A long table stood in the middle of the room, soft chairs ranged its walls, but the four men present stood stretching their legs by the fire. As the round of introductions disclosed, Arch-Brother Inald Uatt was a small, stocky man with a bald head, clothed from neck to foot in tight blue flannel, his manner reserved, his voice dry.

He shook hands with Davi, crossing to the table to get a bundle of notes secured by a plain silver clasp.

“This is a very interesting case for us, Mr Dael,” he remarked conversationally.

“It’s more than a case to me, sir,” Davi said.

“Er — yes. Of course. You and he became very friendly in the brief time you were together, I understand. Be warned, though, against letting the matter become an obsession.”

“It’s not becoming an obsession,” Davi said. “I take Ishrail’s part, sir, because there is nobody else to take it. I feel it would be easy for him to be victimized. The whole thing seemed pretty simple once, but since he’s been up here at New Union in your hands it seems to have got more and more complicated.”

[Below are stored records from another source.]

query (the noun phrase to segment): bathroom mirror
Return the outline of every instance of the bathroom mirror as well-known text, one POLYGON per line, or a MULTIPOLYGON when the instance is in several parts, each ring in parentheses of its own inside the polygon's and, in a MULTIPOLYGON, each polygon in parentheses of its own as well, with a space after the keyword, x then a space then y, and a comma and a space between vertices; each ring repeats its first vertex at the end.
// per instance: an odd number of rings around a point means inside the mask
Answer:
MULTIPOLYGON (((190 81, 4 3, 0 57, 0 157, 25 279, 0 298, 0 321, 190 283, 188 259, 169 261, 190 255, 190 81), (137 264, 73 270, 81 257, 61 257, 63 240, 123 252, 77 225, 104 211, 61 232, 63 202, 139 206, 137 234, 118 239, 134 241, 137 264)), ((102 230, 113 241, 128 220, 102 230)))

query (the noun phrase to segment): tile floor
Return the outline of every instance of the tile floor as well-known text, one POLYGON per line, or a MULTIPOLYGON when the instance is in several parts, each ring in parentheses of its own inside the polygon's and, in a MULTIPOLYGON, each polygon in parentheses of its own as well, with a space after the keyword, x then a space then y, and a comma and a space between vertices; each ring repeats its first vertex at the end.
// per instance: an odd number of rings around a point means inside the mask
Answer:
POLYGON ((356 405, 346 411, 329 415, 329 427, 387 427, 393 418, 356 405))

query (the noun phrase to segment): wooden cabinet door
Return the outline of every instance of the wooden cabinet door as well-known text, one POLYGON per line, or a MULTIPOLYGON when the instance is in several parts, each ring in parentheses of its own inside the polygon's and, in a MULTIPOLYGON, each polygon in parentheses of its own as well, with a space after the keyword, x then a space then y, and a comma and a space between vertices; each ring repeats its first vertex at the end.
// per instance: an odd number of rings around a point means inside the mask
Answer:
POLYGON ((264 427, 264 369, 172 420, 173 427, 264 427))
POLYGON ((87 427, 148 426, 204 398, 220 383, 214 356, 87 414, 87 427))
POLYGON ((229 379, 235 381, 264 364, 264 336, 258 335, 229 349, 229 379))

He was aware as he spoke of sounding less courteous than he had intended. He was confused. The boardroom confused him, the rather restrained members of the council confused him; they differed so greatly from the people of his home hills. Although in his own sphere of dairy farming and stock breeding Davi was well known and respected, here he felt out of his depth, too conscious of seeming the simple countryman among the experts, aware his tunic colour was not as theirs. A horrible feeling seized him that he was about to appear foolish, and from then on it never left him; it got between him and his reason, forcing him to say always the wrong thing.

“I mean, this business is just a question of common sense,” he added, making things worse instead of better.

Inald Uatt smiled kindly as if covering his own embarrassment.

“There are problems, unfortunately,” he said, “where common sense is too blunt a tool to work with, Mr Dael, and Ishrail’s problem is one such. Indeed, we have achieved results only by trying several oblique approaches, as you shall hear.”

“I was just offering my opinion,” Davi said. He intended it to sound penitent, humble even, but it sounded defiant in the befurred room.